The last few years I've blown up spectacularly on this run, so on purpose I took it out a good bit more relaxed than normal. This strategy worked for me and I felt like my legs kind of came around and I was able to go a little faster as I settled in. Again, without a garmin I didn't know how fast I was running but I did a few gut checks, asking myself if this was as fast as I could go in that moment and the answer was always yes this is the right effort right now so just kept doing what I was doing. My run is a constant work in progress but for the first time in a long time, I felt like I ran a pretty even/steady 10k that didn't result in any meltdowns. I didn't have the energy to pick it up and go faster at the end, but I didn't feel like I slowed significantly either. Finishing feeling like that left me satisfied with my effort for the day.

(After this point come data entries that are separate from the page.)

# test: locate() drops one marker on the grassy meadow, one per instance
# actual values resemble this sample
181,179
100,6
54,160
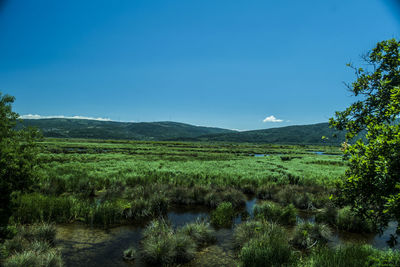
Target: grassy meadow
106,184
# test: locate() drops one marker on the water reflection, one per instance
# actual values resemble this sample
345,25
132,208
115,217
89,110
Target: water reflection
85,246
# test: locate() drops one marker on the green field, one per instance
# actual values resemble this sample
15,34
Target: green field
99,184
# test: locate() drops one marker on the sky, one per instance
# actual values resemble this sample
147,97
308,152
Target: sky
225,63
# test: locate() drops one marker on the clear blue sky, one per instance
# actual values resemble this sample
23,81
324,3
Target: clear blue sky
223,63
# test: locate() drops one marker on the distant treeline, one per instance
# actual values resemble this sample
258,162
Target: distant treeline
161,131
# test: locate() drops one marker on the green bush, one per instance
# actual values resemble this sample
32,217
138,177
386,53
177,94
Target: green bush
276,213
223,215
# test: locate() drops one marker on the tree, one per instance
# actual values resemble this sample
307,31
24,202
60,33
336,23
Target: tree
18,158
372,182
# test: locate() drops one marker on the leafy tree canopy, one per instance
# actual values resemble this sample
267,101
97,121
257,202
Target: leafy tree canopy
18,157
372,184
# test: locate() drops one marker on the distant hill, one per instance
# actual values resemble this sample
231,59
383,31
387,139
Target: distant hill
298,134
79,128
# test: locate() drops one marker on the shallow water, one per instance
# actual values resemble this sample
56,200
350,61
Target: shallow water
85,246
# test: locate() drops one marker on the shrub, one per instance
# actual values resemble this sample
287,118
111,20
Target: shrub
275,213
307,235
223,215
269,249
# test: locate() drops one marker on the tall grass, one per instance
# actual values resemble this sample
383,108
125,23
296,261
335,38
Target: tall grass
32,246
268,249
276,213
162,245
352,256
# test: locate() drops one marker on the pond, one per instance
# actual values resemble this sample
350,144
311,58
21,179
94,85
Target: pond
86,246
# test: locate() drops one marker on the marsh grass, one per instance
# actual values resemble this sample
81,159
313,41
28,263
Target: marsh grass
32,246
246,231
352,256
200,232
130,254
348,221
268,249
162,245
307,235
275,213
223,215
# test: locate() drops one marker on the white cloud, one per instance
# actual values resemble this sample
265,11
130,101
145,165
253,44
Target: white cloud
37,117
272,119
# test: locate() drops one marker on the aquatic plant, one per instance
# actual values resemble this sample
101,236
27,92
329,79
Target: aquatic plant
32,246
348,255
251,229
307,235
327,215
347,220
162,245
200,232
223,215
268,249
267,191
185,247
40,232
276,213
130,254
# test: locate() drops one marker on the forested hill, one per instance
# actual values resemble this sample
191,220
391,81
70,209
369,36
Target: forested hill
79,128
299,134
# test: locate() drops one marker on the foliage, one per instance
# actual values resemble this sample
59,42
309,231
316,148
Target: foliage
307,235
372,185
32,246
352,256
200,232
276,213
163,245
246,231
347,220
268,249
223,215
18,158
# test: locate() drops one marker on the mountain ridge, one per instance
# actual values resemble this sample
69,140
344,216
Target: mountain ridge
177,131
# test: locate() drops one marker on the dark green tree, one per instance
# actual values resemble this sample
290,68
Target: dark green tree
372,182
18,158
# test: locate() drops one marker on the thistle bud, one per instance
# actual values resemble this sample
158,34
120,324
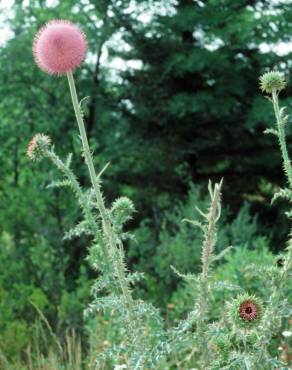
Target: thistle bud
122,210
245,311
273,81
37,147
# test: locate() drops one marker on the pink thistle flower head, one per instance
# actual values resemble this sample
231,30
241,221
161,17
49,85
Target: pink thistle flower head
248,310
59,47
245,311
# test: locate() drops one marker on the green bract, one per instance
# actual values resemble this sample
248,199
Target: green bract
273,81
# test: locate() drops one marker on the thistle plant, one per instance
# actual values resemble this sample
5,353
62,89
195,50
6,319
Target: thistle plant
59,47
241,336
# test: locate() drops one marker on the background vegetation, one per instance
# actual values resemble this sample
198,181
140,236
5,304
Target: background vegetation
173,101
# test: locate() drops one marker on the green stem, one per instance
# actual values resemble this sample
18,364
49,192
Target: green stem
80,196
107,227
281,137
207,251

In my post race recap to Marilyn, I wrote the following:
Thanks! Ya as I was finishing up yesterday I did not know my time or place, but I had the thought that I was pleased enough with my effort and execution of the day so I figured no matter what the time/place was, I'd be satisfied. It was reminiscent of how I did things toward the end of my diving career in college- I'd gotten to the point where I knew how to do all of my dives really well. Whether or not I executed them well in a meet was up in the air, but I knew I was capable and I always knew if I did them well or not. Anyway, toward the end there I got really tired of 'being judged', which is how we won or lost diving meets. I would, on purpose, hang out under water after every dive and decide for myself if I'd done it well or not (vs coming up in time to see the judges' scores). So I'd go through the meets not knowing what any of my scores actually were! It was my way of judging myself vs allowing others to judge me and it worked well for me once I'd gotten to the point where I was capable of accurately judging for myself how I'd performed. I feel like I'm there with triathlon now too- like I KNOW if I'm moving well and working to the right effort swim bike and run and focusing on that while I'm racing works better for me than focusing on numbers. I think good/fine to watch numbers in training b/c it helps me hone that feel and helps me keep track of how the training is working for me, but racing by feel is where I get the most out of myself (most of the time!)

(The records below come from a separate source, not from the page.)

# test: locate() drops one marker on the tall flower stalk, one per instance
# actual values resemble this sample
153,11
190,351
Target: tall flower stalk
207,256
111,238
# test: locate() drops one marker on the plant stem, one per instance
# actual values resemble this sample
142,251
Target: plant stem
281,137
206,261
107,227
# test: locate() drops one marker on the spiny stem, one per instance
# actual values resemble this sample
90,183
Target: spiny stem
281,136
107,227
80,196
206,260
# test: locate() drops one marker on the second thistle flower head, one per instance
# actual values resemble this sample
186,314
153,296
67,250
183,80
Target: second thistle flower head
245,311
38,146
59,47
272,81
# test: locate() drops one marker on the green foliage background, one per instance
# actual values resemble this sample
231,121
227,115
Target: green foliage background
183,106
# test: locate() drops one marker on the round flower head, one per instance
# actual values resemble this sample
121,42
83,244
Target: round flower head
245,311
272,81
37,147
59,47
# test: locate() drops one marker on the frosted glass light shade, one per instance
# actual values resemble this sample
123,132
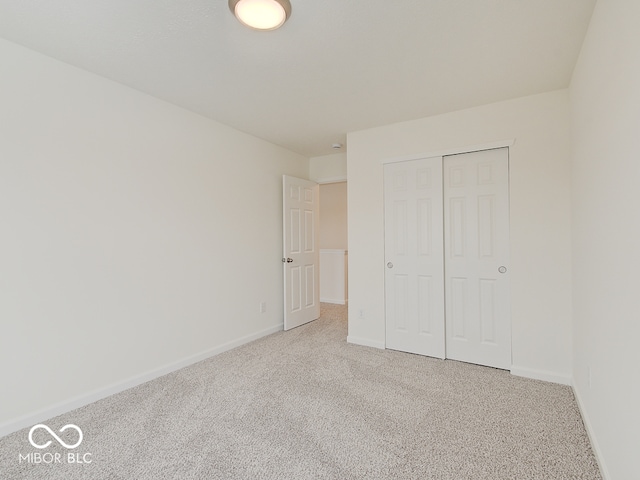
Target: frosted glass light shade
261,14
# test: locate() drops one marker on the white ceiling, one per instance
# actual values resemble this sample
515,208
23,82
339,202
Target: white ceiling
336,66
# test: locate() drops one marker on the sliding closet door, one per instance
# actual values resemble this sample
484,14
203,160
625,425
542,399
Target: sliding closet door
476,227
413,257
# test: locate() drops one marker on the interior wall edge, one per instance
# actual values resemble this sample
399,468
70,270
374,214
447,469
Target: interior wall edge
597,451
546,376
79,401
365,342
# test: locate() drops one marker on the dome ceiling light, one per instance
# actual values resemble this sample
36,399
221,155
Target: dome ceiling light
261,14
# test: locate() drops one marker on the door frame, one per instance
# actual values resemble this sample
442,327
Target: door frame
508,143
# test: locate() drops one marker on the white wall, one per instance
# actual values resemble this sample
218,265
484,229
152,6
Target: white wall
333,215
134,234
328,168
605,100
540,220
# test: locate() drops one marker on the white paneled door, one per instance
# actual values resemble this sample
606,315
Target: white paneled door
301,256
476,224
413,252
446,254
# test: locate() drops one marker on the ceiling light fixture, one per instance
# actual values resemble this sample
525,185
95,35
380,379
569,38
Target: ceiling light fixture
261,14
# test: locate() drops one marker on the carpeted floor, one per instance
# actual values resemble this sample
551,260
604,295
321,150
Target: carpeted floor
306,405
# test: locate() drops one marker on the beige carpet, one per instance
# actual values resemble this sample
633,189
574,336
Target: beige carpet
306,405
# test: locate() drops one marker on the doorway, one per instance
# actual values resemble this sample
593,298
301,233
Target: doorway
446,255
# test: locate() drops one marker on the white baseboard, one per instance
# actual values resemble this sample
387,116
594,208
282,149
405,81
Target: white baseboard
544,375
592,437
365,342
335,301
100,393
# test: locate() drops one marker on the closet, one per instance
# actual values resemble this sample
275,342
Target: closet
446,256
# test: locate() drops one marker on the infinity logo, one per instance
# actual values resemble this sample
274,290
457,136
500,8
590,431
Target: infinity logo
58,439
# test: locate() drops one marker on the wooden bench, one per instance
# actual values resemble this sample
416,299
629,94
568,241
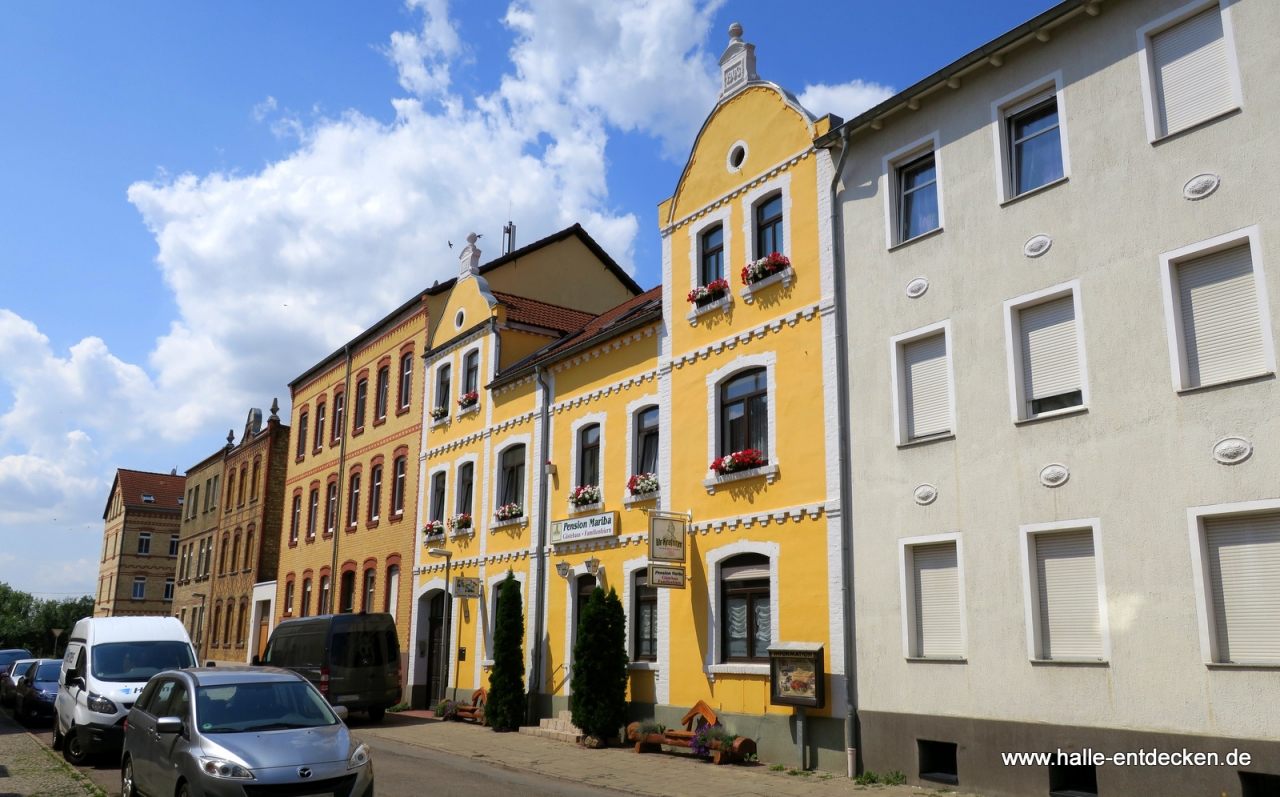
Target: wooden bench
475,711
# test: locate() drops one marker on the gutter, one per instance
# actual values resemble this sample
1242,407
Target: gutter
846,481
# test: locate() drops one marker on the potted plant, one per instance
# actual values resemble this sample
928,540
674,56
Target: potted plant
764,268
643,484
739,461
584,495
708,293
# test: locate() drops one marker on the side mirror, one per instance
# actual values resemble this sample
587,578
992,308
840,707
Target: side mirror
169,724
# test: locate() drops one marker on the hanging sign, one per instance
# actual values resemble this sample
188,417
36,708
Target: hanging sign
667,537
466,587
588,527
667,576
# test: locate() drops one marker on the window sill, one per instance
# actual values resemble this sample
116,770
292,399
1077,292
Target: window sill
1052,413
1034,191
722,305
784,276
903,244
713,482
949,435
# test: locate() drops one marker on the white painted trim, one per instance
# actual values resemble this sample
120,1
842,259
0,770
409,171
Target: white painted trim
1173,306
767,360
1031,583
906,591
1014,349
1196,517
897,367
713,566
1009,105
1147,65
891,188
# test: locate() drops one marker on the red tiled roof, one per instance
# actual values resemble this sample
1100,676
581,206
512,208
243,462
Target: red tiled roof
540,314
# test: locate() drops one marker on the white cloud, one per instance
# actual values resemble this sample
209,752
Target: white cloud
845,100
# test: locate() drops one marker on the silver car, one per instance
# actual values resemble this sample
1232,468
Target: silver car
240,732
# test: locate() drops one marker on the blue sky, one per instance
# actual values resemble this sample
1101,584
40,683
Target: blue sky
192,193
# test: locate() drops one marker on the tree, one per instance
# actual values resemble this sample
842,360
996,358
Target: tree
506,704
599,682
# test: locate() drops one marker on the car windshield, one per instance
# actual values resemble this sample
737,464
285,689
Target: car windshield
274,705
138,660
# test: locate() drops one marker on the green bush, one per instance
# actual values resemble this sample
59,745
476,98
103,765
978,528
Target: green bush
506,705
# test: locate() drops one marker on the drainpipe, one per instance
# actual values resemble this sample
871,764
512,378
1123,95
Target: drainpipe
540,557
846,480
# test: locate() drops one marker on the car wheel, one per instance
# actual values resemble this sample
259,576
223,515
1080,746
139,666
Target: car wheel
72,750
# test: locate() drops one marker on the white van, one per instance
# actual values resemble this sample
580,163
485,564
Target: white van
108,662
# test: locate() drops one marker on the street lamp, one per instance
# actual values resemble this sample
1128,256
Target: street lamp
448,613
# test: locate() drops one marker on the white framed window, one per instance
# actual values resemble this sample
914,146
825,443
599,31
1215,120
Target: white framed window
1064,591
1216,311
1045,353
1189,72
932,594
913,192
1029,134
1235,558
923,384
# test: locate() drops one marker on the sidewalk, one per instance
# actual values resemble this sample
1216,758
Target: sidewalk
30,769
620,769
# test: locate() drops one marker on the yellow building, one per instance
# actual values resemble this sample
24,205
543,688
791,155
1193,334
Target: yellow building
668,390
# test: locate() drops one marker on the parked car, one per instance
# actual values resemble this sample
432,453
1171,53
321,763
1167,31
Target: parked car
9,683
37,688
236,731
353,659
108,662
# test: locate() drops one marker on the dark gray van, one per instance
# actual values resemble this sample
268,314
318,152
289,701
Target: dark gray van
353,659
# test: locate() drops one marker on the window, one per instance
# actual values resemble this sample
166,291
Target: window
1064,594
931,599
589,456
384,385
1217,320
471,372
768,227
466,482
361,401
647,440
375,491
353,499
645,619
745,413
296,518
302,434
922,378
314,513
1046,352
442,386
1188,69
918,197
512,476
398,485
713,255
746,630
406,379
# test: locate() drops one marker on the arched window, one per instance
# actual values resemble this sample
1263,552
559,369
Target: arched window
746,630
645,618
712,256
768,227
589,456
745,413
647,440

To be honest, I was shocked when I heard my name coming from the announcer's mic... I wasn't paying attention and didn't even know they were doing awards (they did the OA really early like as soon as I crossed the line?!) and I was like What?! I got 2nd?! Sweet! I hadn't even really had time to digest my race and wonder about placings before I found myself up on the podium. So that was fun!
Anyway, I think the experience I had out there starting behind all those people was actually a good one going into Honu- they've changed the start format there so that women 40+ go off last... So yesterday was actually good practice for what I'll experience on another big stage in less than two weeks. I'm excited to tackle that challenge!